Née en 1860, Elisabeth de Caraman-Chimay en 1860 a connu la fin du second empire, traversé deux républiques, enjambé deux guerres mondiales, fréquenté la Belle Epoque, les années folles et il est même convenu de parler de règne à son endroit tellement sa personne était juchée haut. Son mariage avec le fortuné Henry Greffulhe, fait d’elle une femme en vue, réputée pour sa beauté et son esprit. Son cursus indique qu’elle recevait dans son château du Bois-Boudran, sa villa de Dieppe ou son hôtel particulier de la rue d’Astorg. Pour faire au plus synthétique disons encore qu’elle inventa la collecte de fonds, fait de la production de spectacles, soutenait pêle-mêle le capitaine Dreyfus, Léon Blum, le Front populaire et, on l’a déjà dit, les époux Curie. Elle est morte en 1952 sur les bords du Léman.
Comme elle avait la taille élancée, très fine, elle pouvait se permettre de s’habiller sans souci de camouflage et se laisser envelopper dans les plus prestigieux modèles. On ne saurait les citer tous sur cette page mais cette robe d’intérieure, également appelée « tea-gown »parce qu’elle convenait pour prendre le thé, laisse quelque peu bouche-bée.

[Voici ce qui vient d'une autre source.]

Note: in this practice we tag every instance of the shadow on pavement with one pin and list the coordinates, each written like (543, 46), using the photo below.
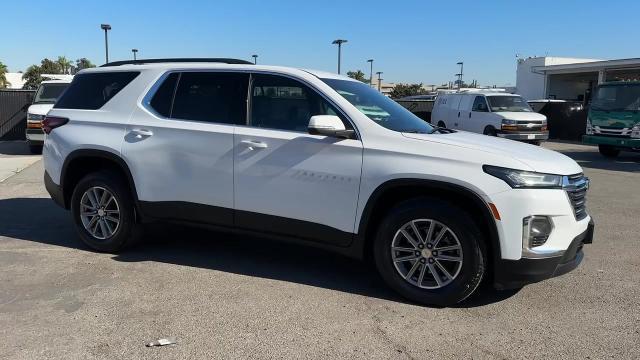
(40, 220)
(14, 148)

Somptueuse, elle est faite d’un velours ciselé en vert intense, de façon à mettre en avant la chevelure auburn de la comtesse. Elle est signée Jean-Philippe Worth, fils de Charles Frédérick, « inventeur » de la haute-couture.

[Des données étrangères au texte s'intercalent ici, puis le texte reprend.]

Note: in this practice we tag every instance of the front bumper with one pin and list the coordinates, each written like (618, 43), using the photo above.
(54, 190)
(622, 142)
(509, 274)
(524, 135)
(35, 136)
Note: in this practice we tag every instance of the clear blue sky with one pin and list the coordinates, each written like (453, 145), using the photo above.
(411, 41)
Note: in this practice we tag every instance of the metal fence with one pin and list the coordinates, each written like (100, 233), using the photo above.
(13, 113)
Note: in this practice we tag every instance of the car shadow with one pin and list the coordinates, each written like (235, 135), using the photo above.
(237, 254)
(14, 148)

Mais l’un des clous de l’exposition est cette « Robe aux Lys » pour laquelle une pièce entière a été réservée en fin de parcours. Elle a été réalisée par Worth (la griffe n’y est plus) mais il est dit que c’est avant tout une création de la comtesse. C’est pourtant une coupe « princesse » sans couture à la taille. Elle comprend une « berthe », sorte de col qui pouvait se replier en ailes de chauve-souris, « allusion à l’animal de tutélaire de son oncle Robert de Montesquiou ». Et les fleurs de lys sont là pour rappeler un poème que ce dernier lui avait dédié. En velours noir, applications de soie ivoire en formes de lys rebrodées de perles et de paillettes métalliques, l’ensemble a été, apprend-on, « remanié ultérieurement ». Une pure merveille dont on ne sait si elle requérait une camériste pour l’enfiler mais on s’en doute un peu.

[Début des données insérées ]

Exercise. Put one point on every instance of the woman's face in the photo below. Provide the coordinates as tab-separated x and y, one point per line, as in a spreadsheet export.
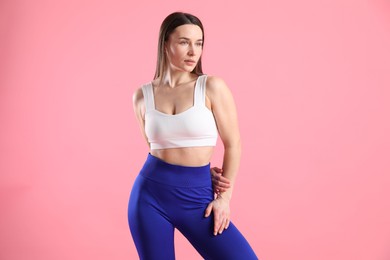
184	47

L’exposition n’est pas profuse et c’est tant mieux, car chaque modèle bénéficie davantage de l’attention du visiteur. A toutes ces toilettes en compétition d’apparat et d’élégance, il faut ajouter que la scénographie comporte aussi des dessins de Paul-César Helleu que la comtesse ne voulait pas voir exposés car jugés trop intimes ainsi que quelques photographies.
Comme toujours le Palais Galliera nous contient dans notre position de gens ordinaires sauf peut-être le jour où nous en fîmes la visite puisqu’une femme en robe longue, manteau léopard, foulard et lunettes sombres glissait en silence d’une œuvre à l’autre sur le précieux parquet. Divine comtesse en mules de soie vous aviez ce jour-là une émule qui réfrénait son émoi.
PHB
Palais Galliera, « la mode retrouvée », jusqu’au 20 mars 2016
Oh ! J’aime bien le personnage de la comtesse Greffuhle, Proust et particulièrement le palais Galliéra… Où je suis déjà allée plusieurs fois, depuis bien longtemps (mais pas pendant de longues années).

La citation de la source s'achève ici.